I am trying to make a way of returning the first possible location where I can insert a new term in an increasing list. My general attempt is to use binary sort until the condition arises that the term before is less than my inserting term, and the next term is equal to or greater than my inserting term:
lis = [1,1,2,2,2,4,5,6,7,8,9]
def binary_sort(elem, lis, left, right):
mid = (left + right)//2
if (lis[mid-1] < elem and elem <= lis[mid]):
return mid
elif (lis[mid] > mid):
return binary_sort(elem, lis, mid, right)
else:
return binary_sort(elem, lis, left, mid)
This is not working... where is the issue with my code or my general strategy?
I would suggest to take a look at the following code.
def binary_insertion_search(elem, items, left, right):
if elem > items[right]:
return right + 1
while left < right:
mid = (left + right) // 2
if elem > items[mid]:
left = mid + 1
elif elem <= items[mid]:
right = mid
return left
I rewrote your function a little bit. Now for the explanation:
I assumed that the index to return is the first position that any content can be placed at, which in turn would move all following items to the right.

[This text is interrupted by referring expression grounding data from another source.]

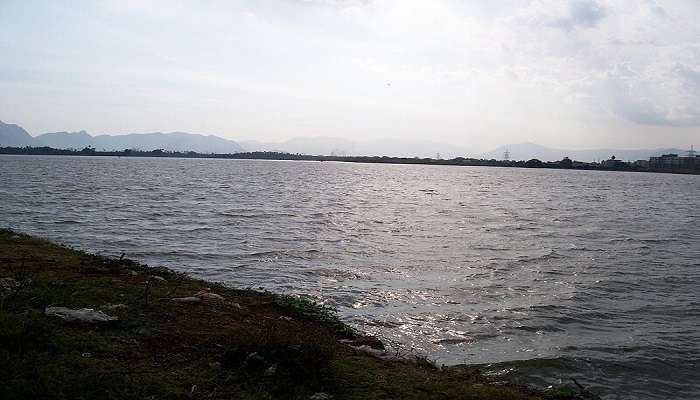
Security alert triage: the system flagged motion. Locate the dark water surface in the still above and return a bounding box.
[0,156,700,399]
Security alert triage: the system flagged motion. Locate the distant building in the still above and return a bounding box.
[602,156,627,169]
[649,151,700,170]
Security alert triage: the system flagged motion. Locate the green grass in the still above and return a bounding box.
[0,230,588,400]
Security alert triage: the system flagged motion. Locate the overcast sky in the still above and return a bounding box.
[0,0,700,150]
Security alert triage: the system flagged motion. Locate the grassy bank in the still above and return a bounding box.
[0,230,580,400]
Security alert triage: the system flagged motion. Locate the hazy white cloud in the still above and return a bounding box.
[0,0,700,149]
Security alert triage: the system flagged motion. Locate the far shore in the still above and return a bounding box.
[0,147,700,175]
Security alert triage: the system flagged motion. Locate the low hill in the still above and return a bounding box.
[0,121,38,147]
[36,131,244,153]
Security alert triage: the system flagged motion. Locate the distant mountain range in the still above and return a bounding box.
[0,121,686,161]
[477,143,687,162]
[0,121,245,153]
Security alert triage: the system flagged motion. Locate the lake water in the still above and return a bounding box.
[0,156,700,399]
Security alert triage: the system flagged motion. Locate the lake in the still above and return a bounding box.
[0,156,700,399]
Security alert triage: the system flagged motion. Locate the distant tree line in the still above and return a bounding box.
[0,147,696,172]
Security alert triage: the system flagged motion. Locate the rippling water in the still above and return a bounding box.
[0,156,700,399]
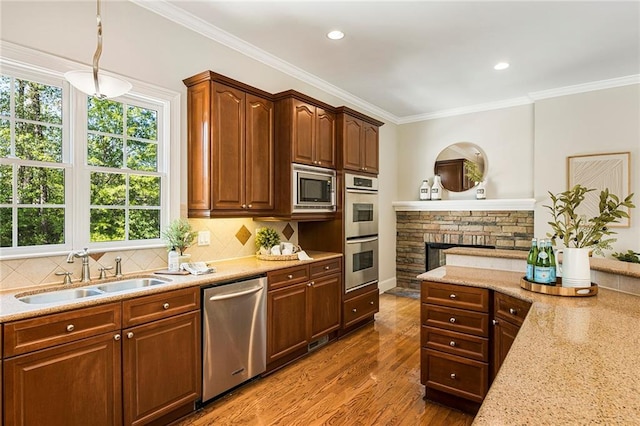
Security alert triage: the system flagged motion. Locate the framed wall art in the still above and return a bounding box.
[567,152,631,228]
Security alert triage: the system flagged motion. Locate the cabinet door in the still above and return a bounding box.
[491,320,520,381]
[315,108,336,169]
[211,83,245,210]
[3,333,122,426]
[307,274,342,341]
[292,99,316,165]
[121,311,201,425]
[267,282,308,364]
[362,122,378,173]
[245,94,275,210]
[342,115,364,171]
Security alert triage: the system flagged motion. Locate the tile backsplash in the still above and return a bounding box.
[0,218,298,291]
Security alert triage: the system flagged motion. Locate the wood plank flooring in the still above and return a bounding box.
[176,294,473,426]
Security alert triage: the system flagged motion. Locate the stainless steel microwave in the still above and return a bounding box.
[292,163,336,213]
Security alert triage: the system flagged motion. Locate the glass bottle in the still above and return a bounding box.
[525,238,538,281]
[420,179,431,201]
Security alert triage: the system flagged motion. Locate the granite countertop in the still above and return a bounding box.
[418,262,640,425]
[0,251,342,323]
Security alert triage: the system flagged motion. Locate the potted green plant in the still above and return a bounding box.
[544,185,635,287]
[256,226,280,254]
[162,219,198,256]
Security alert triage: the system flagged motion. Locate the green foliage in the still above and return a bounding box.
[162,219,198,255]
[256,227,280,250]
[544,185,635,254]
[611,250,640,263]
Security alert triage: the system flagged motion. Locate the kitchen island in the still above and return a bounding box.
[418,265,640,425]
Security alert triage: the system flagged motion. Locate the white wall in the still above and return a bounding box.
[0,0,396,281]
[398,105,533,201]
[534,84,640,252]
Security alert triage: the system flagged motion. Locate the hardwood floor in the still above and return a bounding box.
[177,294,473,426]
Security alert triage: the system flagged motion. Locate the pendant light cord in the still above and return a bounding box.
[93,0,104,99]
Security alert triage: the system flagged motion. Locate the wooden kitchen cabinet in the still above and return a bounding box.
[491,292,531,381]
[276,90,337,169]
[184,71,275,218]
[267,258,342,372]
[338,107,384,174]
[3,303,122,426]
[420,281,490,412]
[122,288,201,425]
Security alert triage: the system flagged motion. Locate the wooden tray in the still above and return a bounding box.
[520,277,598,297]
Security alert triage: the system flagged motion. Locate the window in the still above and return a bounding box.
[0,55,177,257]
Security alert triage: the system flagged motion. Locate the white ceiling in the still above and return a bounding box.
[132,0,640,122]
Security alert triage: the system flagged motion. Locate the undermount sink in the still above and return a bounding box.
[96,278,167,293]
[16,278,169,304]
[18,288,103,304]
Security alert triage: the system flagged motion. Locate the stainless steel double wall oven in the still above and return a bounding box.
[344,173,378,292]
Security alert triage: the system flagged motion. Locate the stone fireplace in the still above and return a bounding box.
[396,206,533,289]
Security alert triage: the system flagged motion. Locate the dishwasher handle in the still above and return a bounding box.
[209,286,263,302]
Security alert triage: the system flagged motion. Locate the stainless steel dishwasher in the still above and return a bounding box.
[202,277,267,402]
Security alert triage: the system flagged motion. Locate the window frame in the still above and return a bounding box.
[0,40,180,260]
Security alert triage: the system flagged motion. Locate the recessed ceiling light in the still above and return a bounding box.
[327,30,344,40]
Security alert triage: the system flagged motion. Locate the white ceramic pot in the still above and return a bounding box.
[558,247,591,287]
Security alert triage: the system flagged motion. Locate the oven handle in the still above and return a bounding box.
[347,237,378,244]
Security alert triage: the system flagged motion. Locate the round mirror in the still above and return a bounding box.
[433,142,487,192]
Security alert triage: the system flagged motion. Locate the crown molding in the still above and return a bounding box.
[130,0,399,124]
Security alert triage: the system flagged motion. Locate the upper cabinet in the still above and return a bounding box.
[338,107,384,174]
[184,71,275,218]
[276,90,337,169]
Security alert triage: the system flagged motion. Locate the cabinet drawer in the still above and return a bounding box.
[420,281,489,312]
[420,326,489,362]
[342,288,380,328]
[421,349,489,402]
[493,291,531,325]
[122,287,200,328]
[421,303,489,337]
[3,303,121,357]
[267,265,309,290]
[309,258,342,279]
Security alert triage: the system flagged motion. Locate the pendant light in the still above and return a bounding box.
[64,0,132,99]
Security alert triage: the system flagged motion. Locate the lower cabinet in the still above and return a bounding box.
[267,258,342,372]
[2,288,200,426]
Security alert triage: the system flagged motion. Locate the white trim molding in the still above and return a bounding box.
[391,198,536,212]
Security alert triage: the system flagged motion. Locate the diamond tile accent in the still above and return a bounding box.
[236,225,251,245]
[282,223,295,240]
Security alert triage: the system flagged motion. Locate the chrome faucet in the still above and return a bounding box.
[67,248,91,283]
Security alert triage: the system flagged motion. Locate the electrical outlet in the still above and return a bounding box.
[198,231,211,246]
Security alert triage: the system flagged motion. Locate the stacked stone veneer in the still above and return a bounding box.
[396,210,533,289]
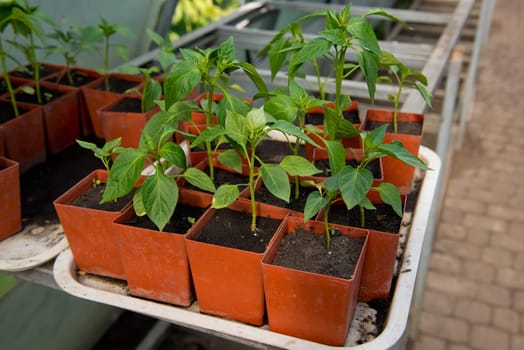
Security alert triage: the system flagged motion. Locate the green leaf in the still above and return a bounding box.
[164,61,202,108]
[218,149,242,173]
[347,17,380,55]
[376,182,402,217]
[324,140,346,174]
[141,171,178,231]
[363,8,410,28]
[264,95,298,123]
[133,186,147,216]
[289,37,331,67]
[182,168,215,192]
[338,166,373,210]
[101,148,146,203]
[377,140,430,170]
[158,142,186,169]
[246,106,266,132]
[304,191,329,222]
[415,81,433,108]
[225,111,249,146]
[358,51,378,103]
[191,125,225,148]
[280,155,321,176]
[271,120,320,147]
[260,164,291,202]
[211,184,240,209]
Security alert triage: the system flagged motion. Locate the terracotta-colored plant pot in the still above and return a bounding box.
[318,190,406,301]
[0,96,47,174]
[81,73,143,139]
[113,188,213,306]
[186,199,289,326]
[362,109,424,193]
[16,81,80,154]
[0,157,22,240]
[301,148,384,186]
[44,67,102,136]
[98,95,160,148]
[262,216,369,346]
[53,170,131,279]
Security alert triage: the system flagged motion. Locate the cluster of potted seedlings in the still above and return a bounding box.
[0,0,430,345]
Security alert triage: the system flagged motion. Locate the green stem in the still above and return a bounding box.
[248,148,257,232]
[324,204,331,250]
[29,35,42,105]
[104,37,109,91]
[0,45,20,117]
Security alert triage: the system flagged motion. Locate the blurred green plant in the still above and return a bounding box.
[171,0,239,39]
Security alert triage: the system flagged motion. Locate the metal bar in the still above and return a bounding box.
[409,49,464,338]
[401,0,475,113]
[456,0,496,148]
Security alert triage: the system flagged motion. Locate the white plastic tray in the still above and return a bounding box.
[0,224,68,272]
[53,147,440,350]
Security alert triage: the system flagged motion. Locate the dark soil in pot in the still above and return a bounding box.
[20,139,103,225]
[53,71,97,87]
[313,159,382,179]
[365,120,422,135]
[9,65,60,79]
[95,77,138,94]
[256,140,306,163]
[272,229,365,279]
[71,183,134,211]
[306,110,360,125]
[194,208,282,253]
[0,101,27,124]
[108,97,142,113]
[329,204,402,233]
[125,203,207,234]
[255,182,316,213]
[16,87,63,105]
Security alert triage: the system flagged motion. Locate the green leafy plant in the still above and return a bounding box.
[262,4,405,139]
[0,1,32,116]
[378,51,432,134]
[201,106,320,233]
[3,0,52,104]
[102,101,215,230]
[304,125,428,249]
[76,137,122,171]
[118,65,162,113]
[93,17,134,91]
[164,38,267,179]
[49,23,98,85]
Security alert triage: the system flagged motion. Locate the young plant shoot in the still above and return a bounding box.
[201,107,320,234]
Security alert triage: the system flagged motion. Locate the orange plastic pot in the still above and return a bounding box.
[362,109,424,193]
[0,100,47,174]
[80,73,143,139]
[0,156,22,239]
[16,81,80,154]
[318,190,406,301]
[45,67,102,136]
[113,189,213,306]
[186,199,289,326]
[262,216,369,346]
[53,170,131,279]
[98,95,160,148]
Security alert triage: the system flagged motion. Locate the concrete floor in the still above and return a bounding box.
[409,0,524,350]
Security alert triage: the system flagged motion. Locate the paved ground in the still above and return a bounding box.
[410,0,524,350]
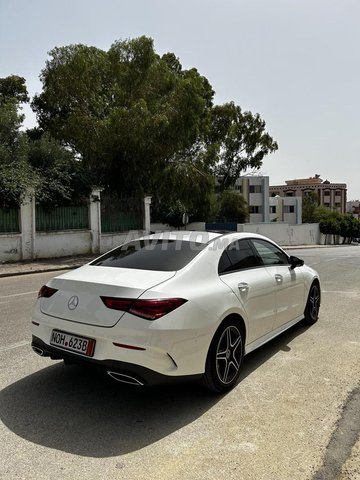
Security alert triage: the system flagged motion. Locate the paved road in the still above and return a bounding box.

Since we can not incorporate indices outside of the range of the list by design, we have to check if the element is larger than the item at the end of the list. We then return the next possible index len(lis)
.
To avoid recursion alltogether, I used a while loop. First, we check, whether left
is equal to or greater than right
. This can only be true, if we have found the index to put the element at.
Your calculation of the mid
value was good, so I just kept it.
If our element is greater than the item at mid
, the only possible next option is to select the next unchecked position, which is mid + 1
.
Now for the interesting part. Like in the other case, to find the leftmost item, we have to set the right
boundary to mid - 1
, in order to skip the mid
element. However, we check if the element is smaller or equal to the item at mid
.
This guarantees us that when we find a candidate that is equal to the searched element, we run the search again (with reduced ranged from right) to possibly find a smaller index. This stops, when left == right
is true, ending the loop.
I hope this answers your question and points out the differences in the code!